Birthdays keep us moving forward,

While she’ll never turn a day older than sixty.

I do not know this woman, but I have the book she made about her life.

gladys1gladys2

 

Gladys Nunes became a nurse in 1924.

She helped deliver Yvonne Mae on August 20, 1925

And Frank Stuart Rogers on August 1

Robert Williams on March 31, 1926

Donald McCune on February 9, 1927

She kept dozens of birth announcements tucked safely within the book of treasures

Along with pictures of her instructresses

And how sixteen girls started off in the nursing program

But only six saw it through after three years.
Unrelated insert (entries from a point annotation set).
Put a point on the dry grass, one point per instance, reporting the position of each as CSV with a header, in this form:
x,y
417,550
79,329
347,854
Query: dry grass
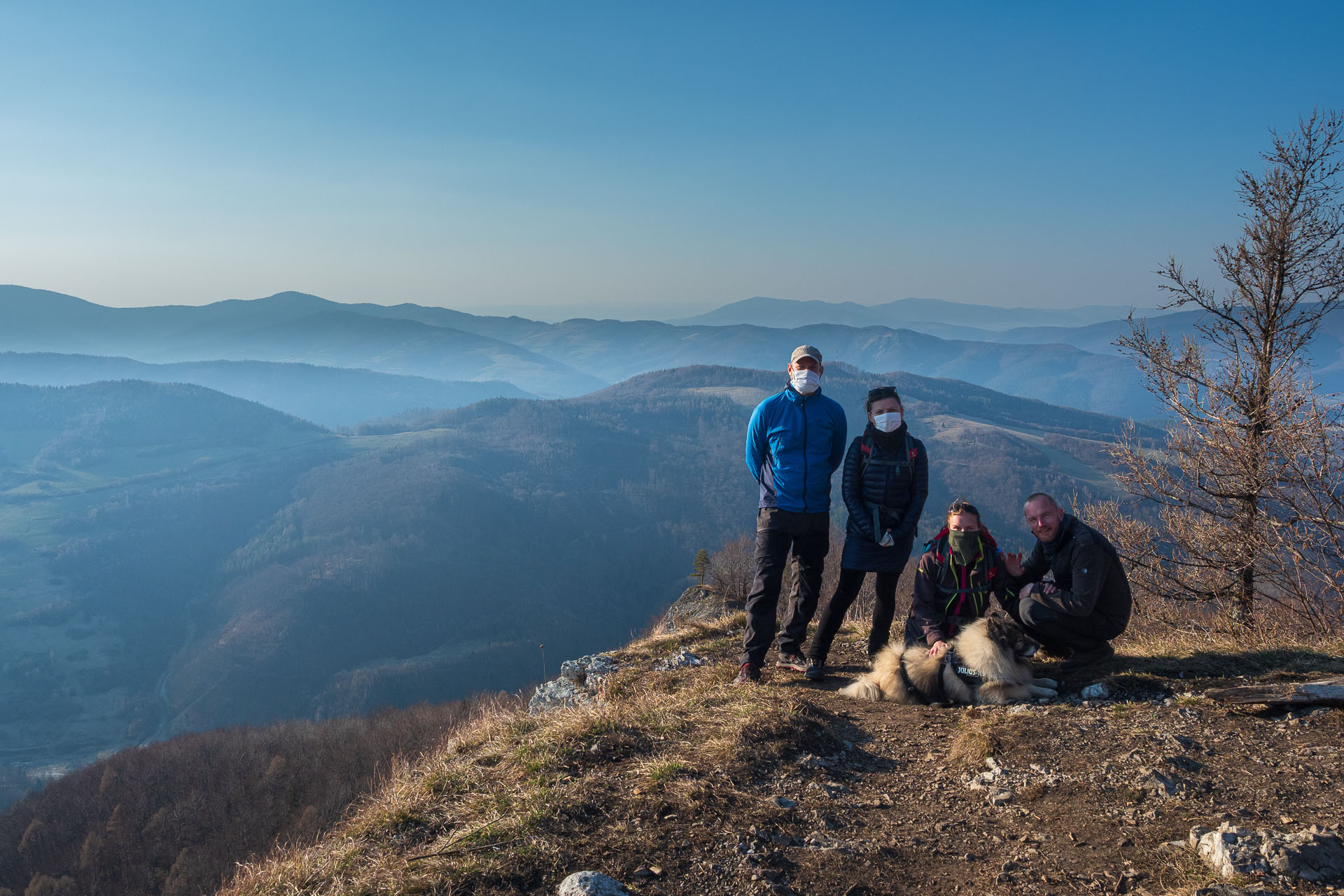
x,y
1190,640
502,805
502,794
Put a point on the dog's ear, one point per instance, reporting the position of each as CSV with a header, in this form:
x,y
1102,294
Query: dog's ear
x,y
996,626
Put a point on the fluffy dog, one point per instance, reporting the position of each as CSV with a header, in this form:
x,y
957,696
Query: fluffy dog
x,y
986,664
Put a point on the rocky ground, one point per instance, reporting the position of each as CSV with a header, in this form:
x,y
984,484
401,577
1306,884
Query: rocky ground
x,y
675,782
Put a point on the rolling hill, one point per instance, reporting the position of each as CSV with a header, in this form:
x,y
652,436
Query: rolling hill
x,y
564,359
331,397
175,559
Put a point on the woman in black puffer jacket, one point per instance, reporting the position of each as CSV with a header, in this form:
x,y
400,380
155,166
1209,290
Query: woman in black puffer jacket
x,y
886,481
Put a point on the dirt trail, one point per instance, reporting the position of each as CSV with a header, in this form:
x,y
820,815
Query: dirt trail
x,y
1075,797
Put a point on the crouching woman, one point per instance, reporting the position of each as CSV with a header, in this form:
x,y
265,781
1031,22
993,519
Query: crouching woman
x,y
886,481
960,568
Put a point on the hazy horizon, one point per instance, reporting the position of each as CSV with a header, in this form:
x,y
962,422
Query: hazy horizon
x,y
638,162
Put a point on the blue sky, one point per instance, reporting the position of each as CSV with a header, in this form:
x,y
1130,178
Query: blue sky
x,y
638,159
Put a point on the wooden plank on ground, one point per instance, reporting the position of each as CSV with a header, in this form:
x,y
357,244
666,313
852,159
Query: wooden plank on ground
x,y
1327,692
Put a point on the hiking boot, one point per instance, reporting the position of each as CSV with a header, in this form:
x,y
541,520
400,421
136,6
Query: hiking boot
x,y
748,675
1088,657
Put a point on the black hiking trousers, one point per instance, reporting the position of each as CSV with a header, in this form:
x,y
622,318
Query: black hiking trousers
x,y
806,536
832,617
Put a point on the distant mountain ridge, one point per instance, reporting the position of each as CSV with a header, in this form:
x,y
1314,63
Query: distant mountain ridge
x,y
904,314
178,559
332,397
564,359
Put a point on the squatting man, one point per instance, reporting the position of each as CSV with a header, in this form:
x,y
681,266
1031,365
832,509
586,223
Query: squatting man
x,y
796,441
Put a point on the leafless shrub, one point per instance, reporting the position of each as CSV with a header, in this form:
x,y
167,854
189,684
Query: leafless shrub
x,y
1243,505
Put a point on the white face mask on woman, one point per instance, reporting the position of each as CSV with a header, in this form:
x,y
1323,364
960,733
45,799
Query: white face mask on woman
x,y
806,382
888,422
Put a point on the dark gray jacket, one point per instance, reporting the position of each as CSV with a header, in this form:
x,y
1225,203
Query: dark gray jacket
x,y
1088,574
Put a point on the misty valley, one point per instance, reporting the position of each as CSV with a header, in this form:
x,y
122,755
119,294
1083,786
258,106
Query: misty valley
x,y
293,510
178,559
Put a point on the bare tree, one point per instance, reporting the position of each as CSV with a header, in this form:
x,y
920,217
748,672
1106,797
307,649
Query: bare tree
x,y
733,571
1247,486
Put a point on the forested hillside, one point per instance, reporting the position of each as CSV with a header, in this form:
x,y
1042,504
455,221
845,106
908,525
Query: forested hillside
x,y
331,397
176,559
564,359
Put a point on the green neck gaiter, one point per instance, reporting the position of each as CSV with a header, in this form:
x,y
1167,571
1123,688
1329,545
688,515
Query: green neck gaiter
x,y
964,546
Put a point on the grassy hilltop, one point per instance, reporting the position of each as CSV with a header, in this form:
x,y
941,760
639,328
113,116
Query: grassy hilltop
x,y
680,783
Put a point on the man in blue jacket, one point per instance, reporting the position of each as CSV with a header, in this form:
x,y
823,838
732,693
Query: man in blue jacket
x,y
794,442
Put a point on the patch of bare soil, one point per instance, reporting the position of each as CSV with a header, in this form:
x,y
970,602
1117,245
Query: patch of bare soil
x,y
680,783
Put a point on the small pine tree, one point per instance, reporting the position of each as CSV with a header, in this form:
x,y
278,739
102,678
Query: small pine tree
x,y
701,566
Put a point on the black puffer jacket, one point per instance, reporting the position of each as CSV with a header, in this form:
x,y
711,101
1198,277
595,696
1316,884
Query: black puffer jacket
x,y
892,485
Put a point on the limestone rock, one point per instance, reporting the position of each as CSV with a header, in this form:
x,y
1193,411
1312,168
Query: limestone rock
x,y
698,603
580,682
592,883
1313,855
679,660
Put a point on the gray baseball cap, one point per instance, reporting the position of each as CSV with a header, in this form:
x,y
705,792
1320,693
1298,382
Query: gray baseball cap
x,y
806,351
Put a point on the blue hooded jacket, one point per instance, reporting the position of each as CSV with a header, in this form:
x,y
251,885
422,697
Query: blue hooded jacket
x,y
794,442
She kept news clippings of marriages

Saved a telegram from dad—

“Charlene died last night eleven twenty pm”

A meticulous record of what to remember—

Inches, pounds, time.

And yet.

In the entire book full of lives and legacies of hundreds of people,

There is one face scrawled out.

A woman with a wide stance, round hat, and a shoulder with a man’s hand resting upon it.

Feel the rough scratch of her obliterated face.

The remaining two couples in the picture smile, unscathed.

Saved.

Gladys undid that woman’s life,

Even as the woman begged her for forgiveness,

Wanting to feel absolved,

Clean,

Innocent as a newborn.

The Little Mouse Stapler

mouse

He bought me because he’d been her hero,

Getting rid of so many mice in her apartment,

Rapid heart beating, blood pumping, quick twitch mice.

I was the one that she didn’t have to be afraid of.

I was there when their love was young—

Rapid heart beating for him to get home from work

Blood quick kiss.

What happens to love as it ages?

Age has taken away my ears,

But I can still see

Sometimes you don’t realize how bad the odds are stacked against you—

Just look at all my brothers

who weren’t smart enough to be wooden.

Morton, Illinois

sheila

A store acknowledges its hours

With a sign reading: “Yep” or “Nope”

Depending on whether it’s open.

And the little old Pumpkin Lady,

Spry at 74 and perpetually clad in orange

Is talking about how three brake lines were shot:

“I pushed the brake down and it went all the way to the floor.

‘Nuf to scare the puddin’ out of an old woman.”

We haven’t seen her in a coon’s age,

But she’s been up to her usual shenanigans.

“They called me up for an interview because they said I was an icon.

I asked them, don’tcha hafta be old to be an icon?”

We poke around at her ceramic treasures that she’s still firing up daily in her kiln.

She’s put off getting a new tire to replace her flat one until September’s Pumpkin Festival,

When business is best.

She is our adopted sassy grandmother

Whose pumpkins never go bad.

Year after year, they greet sunsets with an equally bright orange gaze.

We aren’t there to clean her gutters or drag heavy garbage bins to the street,

But every so often, we take the five-hour round-trip to enliven business enough

To allow new tires to come rolling in.